Evacuation Plan for Simple and Complex Buildings

Keeping employees and other occupants safe from harm can be quite a complex job. In addition, preparing emergency procedures and providing fire warden response training to key personnel are all both key issues.

Furthermore, the activities that one undertakes within a business or similar can be critical and the difference between life and death. Even so, a detailed and easy to understand evacuation plan can increase safety during emergencies substantially.

The evacuation plan and Australian Standard 3745-2010

What is an emergency evacuation plan? The image below is a representation of an evacuation plan for a small complex.
The Australian Standard is, quite specific, about evacuation plan inclusions and what should be included if present in a building. Similarly, I have listed some of the key features below:

Each evacuation diagram shall include the following:

Must have if present:

  1. A pictorial representation of the floor or area.
  2. The title ‘EVACUATION DIAGRAM’.
  3. The ‘YOU ARE HERE’ location.
  4. The designated exits in the facility, which shall be green.
  5. Warden intercommunication points (if present)
  6. Also, manual/emergency call points (If present)
  7. Hose reels locations.
  8. Extinguishers
  9. Fire blankets
  10. Fire indicator panel (FIP) (if present).
  11. Refuges, (if present) I.e. shelter in place.
  12. Validity date.
  13. Location of assembly area(s).
  14. A legend
  15. Paths of travel
  16. Location of the facility, including address, postcode, location of access street(s), nearest
  17. cross street and name of facility (if available), either stated in words or pictorially Represented.

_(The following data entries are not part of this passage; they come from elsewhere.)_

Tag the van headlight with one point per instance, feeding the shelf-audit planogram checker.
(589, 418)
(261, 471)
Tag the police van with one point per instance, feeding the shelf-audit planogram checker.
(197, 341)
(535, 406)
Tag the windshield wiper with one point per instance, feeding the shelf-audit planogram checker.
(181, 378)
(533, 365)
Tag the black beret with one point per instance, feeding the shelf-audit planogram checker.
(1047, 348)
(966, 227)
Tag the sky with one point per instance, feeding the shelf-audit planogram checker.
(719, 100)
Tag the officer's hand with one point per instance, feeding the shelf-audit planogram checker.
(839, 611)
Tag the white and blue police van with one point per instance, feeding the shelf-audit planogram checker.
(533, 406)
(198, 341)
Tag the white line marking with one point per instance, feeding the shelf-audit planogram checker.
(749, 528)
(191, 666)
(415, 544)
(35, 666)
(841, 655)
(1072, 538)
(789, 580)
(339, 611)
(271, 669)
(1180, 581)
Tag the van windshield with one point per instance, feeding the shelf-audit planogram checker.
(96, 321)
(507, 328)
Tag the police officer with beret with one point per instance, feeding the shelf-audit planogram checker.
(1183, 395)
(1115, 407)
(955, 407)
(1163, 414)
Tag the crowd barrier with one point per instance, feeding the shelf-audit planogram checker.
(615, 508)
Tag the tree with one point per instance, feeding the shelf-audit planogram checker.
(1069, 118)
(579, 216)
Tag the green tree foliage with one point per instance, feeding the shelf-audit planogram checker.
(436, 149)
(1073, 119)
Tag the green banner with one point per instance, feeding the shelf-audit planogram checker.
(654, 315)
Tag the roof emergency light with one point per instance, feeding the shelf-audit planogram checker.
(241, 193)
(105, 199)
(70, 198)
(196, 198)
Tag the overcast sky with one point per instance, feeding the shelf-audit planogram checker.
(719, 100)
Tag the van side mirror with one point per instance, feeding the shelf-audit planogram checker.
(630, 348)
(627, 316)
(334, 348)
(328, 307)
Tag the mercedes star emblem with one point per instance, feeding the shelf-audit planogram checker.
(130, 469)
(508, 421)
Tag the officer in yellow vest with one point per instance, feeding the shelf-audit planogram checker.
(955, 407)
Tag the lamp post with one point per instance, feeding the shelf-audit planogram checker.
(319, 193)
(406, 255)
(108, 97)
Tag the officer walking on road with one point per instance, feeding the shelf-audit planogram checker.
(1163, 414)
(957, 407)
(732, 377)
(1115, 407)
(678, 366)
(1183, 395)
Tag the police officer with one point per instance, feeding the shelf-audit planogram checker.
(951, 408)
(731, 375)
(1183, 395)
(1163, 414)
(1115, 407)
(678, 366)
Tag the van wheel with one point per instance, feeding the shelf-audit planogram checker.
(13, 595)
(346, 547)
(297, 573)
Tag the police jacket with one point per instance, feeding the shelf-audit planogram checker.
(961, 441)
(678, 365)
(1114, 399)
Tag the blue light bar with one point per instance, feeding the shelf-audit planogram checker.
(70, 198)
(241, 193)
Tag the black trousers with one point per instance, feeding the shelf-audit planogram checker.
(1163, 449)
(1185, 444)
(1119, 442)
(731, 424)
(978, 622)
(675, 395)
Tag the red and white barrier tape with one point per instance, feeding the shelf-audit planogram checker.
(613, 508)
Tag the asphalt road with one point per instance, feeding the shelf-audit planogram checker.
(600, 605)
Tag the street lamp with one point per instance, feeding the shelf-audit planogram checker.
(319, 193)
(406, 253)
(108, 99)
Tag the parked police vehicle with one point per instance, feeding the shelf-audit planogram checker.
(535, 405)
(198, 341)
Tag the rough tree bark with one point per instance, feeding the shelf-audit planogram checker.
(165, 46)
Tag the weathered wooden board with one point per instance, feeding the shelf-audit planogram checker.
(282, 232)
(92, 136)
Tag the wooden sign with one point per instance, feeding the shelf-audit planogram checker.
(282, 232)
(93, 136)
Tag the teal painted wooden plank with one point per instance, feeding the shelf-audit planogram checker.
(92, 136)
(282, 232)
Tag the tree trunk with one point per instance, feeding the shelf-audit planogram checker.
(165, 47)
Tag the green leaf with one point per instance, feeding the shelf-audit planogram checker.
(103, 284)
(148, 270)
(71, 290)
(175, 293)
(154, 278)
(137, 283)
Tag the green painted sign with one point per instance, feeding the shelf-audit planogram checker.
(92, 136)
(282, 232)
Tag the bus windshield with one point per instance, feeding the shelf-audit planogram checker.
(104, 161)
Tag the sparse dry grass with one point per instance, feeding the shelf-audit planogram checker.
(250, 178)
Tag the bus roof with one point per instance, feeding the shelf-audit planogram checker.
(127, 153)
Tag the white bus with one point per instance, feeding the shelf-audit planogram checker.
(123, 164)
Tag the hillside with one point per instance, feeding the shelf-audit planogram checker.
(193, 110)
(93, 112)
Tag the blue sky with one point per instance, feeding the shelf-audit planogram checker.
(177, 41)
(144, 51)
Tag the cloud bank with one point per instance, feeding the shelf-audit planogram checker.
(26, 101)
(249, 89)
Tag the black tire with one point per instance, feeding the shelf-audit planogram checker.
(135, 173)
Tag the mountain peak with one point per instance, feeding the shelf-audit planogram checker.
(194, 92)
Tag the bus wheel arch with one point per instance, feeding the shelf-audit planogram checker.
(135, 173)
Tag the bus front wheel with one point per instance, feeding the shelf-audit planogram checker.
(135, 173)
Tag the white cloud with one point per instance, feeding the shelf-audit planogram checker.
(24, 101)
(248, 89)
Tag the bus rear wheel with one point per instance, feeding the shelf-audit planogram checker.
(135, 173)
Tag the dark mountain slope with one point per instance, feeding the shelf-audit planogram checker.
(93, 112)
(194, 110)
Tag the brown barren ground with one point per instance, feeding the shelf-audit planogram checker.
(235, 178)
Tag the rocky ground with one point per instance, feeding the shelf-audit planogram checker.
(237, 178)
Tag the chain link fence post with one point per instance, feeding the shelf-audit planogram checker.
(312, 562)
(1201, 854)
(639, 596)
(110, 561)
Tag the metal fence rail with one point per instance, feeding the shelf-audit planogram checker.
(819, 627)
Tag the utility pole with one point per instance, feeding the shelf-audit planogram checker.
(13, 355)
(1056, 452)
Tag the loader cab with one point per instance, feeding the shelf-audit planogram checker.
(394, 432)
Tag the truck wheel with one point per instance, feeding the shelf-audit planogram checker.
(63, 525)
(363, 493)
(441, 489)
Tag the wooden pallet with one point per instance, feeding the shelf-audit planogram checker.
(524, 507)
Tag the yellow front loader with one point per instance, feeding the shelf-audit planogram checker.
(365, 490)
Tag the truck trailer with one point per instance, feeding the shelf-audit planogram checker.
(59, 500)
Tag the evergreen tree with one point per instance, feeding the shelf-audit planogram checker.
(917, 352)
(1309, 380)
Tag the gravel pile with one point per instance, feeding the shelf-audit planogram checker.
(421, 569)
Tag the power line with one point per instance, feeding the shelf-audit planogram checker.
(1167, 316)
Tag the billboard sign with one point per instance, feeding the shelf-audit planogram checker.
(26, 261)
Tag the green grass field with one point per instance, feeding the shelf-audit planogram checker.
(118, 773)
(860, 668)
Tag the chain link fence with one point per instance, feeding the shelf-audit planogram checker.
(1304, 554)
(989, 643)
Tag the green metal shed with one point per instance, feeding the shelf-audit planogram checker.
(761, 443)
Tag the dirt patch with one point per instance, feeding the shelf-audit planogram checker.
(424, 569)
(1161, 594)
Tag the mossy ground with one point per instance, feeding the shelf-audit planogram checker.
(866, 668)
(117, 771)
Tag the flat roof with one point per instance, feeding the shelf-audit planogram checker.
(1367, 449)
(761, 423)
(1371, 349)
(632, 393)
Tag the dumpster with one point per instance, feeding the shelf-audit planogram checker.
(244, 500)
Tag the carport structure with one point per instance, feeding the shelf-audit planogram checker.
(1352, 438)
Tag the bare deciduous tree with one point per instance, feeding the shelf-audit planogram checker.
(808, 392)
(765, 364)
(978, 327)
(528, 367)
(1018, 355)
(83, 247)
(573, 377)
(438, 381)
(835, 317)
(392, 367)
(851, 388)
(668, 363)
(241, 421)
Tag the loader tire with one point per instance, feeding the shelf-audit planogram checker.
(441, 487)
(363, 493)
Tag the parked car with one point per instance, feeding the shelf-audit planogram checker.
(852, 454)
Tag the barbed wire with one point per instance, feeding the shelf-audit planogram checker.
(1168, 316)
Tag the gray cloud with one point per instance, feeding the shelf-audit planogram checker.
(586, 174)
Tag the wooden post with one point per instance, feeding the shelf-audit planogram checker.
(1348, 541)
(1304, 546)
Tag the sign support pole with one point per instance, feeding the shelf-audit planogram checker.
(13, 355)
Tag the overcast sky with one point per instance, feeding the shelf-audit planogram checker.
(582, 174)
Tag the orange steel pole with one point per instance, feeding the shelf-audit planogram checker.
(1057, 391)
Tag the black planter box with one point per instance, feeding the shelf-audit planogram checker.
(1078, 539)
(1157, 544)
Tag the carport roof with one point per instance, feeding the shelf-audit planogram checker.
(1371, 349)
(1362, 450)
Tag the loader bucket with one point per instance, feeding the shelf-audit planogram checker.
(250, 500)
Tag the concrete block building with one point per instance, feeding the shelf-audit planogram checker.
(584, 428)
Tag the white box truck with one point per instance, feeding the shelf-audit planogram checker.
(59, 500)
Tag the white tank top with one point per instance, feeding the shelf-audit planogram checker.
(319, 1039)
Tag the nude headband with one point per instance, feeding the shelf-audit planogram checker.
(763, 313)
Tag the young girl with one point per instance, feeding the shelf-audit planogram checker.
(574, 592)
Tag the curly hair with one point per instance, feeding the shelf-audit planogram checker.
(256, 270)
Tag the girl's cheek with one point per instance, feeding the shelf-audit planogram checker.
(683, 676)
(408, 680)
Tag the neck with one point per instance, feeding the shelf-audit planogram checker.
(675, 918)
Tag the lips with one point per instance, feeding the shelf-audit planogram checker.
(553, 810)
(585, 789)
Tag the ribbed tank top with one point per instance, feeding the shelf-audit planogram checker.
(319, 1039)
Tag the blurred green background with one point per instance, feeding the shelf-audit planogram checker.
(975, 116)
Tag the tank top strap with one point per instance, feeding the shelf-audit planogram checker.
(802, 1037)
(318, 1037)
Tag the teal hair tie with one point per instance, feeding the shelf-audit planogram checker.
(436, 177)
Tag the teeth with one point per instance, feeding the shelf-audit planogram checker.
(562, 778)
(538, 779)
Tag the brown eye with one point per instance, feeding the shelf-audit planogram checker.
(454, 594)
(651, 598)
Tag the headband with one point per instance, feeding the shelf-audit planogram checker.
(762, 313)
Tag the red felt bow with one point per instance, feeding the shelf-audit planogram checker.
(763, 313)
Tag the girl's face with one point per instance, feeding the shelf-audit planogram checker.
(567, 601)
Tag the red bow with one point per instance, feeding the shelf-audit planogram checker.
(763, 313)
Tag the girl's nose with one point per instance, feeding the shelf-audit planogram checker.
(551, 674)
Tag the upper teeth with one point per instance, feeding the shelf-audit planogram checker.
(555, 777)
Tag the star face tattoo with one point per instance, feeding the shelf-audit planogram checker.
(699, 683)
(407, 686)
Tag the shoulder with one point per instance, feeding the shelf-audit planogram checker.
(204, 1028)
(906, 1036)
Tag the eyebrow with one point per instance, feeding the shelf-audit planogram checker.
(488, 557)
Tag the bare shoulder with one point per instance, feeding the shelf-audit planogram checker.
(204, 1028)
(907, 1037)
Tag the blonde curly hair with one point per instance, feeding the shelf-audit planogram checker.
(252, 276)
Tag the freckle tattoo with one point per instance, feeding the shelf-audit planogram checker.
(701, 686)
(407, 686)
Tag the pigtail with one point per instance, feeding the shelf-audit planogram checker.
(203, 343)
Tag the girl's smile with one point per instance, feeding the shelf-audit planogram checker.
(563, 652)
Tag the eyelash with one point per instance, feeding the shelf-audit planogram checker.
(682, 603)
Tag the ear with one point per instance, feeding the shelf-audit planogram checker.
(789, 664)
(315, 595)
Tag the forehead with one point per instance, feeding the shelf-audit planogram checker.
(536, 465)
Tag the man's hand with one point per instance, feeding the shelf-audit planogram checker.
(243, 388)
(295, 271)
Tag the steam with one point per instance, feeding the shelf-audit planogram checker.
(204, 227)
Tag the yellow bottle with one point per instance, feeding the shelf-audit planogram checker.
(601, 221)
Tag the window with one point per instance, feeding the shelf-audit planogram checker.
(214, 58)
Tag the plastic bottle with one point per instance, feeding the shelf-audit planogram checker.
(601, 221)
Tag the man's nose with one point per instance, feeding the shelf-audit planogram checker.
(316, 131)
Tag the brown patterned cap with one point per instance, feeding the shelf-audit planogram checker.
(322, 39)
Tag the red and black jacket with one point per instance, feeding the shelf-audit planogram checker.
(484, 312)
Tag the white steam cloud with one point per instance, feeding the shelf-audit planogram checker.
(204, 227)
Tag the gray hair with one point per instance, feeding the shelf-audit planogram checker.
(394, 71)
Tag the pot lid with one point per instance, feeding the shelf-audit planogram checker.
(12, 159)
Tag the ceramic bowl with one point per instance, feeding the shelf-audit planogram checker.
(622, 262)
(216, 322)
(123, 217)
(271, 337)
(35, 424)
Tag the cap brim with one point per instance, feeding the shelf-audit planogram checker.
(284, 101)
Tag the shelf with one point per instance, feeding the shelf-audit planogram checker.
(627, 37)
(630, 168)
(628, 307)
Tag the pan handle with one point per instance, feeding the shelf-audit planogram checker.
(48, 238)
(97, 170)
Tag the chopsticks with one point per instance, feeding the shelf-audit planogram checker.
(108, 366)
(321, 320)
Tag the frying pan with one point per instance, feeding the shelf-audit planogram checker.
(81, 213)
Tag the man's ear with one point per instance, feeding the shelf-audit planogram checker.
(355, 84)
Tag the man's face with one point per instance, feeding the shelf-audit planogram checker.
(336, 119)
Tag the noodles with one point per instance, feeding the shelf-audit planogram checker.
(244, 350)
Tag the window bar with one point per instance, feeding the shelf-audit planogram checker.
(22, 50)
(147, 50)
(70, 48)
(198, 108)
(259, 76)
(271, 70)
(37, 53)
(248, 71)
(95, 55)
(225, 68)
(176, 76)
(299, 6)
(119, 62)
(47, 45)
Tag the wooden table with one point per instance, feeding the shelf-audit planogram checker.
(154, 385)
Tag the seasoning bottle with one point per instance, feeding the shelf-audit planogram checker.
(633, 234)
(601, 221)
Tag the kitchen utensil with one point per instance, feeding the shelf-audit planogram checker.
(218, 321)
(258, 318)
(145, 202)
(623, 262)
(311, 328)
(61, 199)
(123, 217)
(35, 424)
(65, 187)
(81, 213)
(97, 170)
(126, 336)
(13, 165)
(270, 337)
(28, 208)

Optional Elements (if present):

  1. The direction of opening doors.
  2. North directional arrow.
  3. First aid stations and kits.
  4. Hazardous chemical store.
  5. Spill response kits.
  6. Specialized evacuation devices, including stairwell evacuation devices, if provided.
  7. Fire and smoke doors.
  8. Hydrants.
  9. Automatic external defibrillator(s) (AED).
  10. Electrical switchboard location(s).
  11. Solar power isolation point(s).

Note: the evacuation plan shouldn’t be too cluttered but must be workable.

Health and safety legislation.

Health and safety legislation requires every facility to have an evacuation plan.

A plan requires certain features to be present, but the detail provided by some projects can be hard to follow.
The objective of an evacuation plan is to guide occupants away from a developing emergency. There is a substantial difference between a good plan and a lousy evacuation plan exists.

Before any emergency, there is a real need for training or at least evacuation information. A thorough and well-presented plan can achieve a lot when planning for emergencies in a facility. Even using appealing colours can draw the occupant to a plan to review it before any emergency occurs. If a fire warden has conversations with occupants about the project, then training objectives are achieved.

When an emergency occurs, the occupant will have good knowledge of plan locations. They are likely to tear it off the wall and use it as a guide to get them away from danger and hopefully out into the assembly area.
When the public uses a facility, they can become very disoriented during emergencies. A well-presented wall mounted evacuation plan can quickly become visible to them—providing a reference and direction of travel to escape.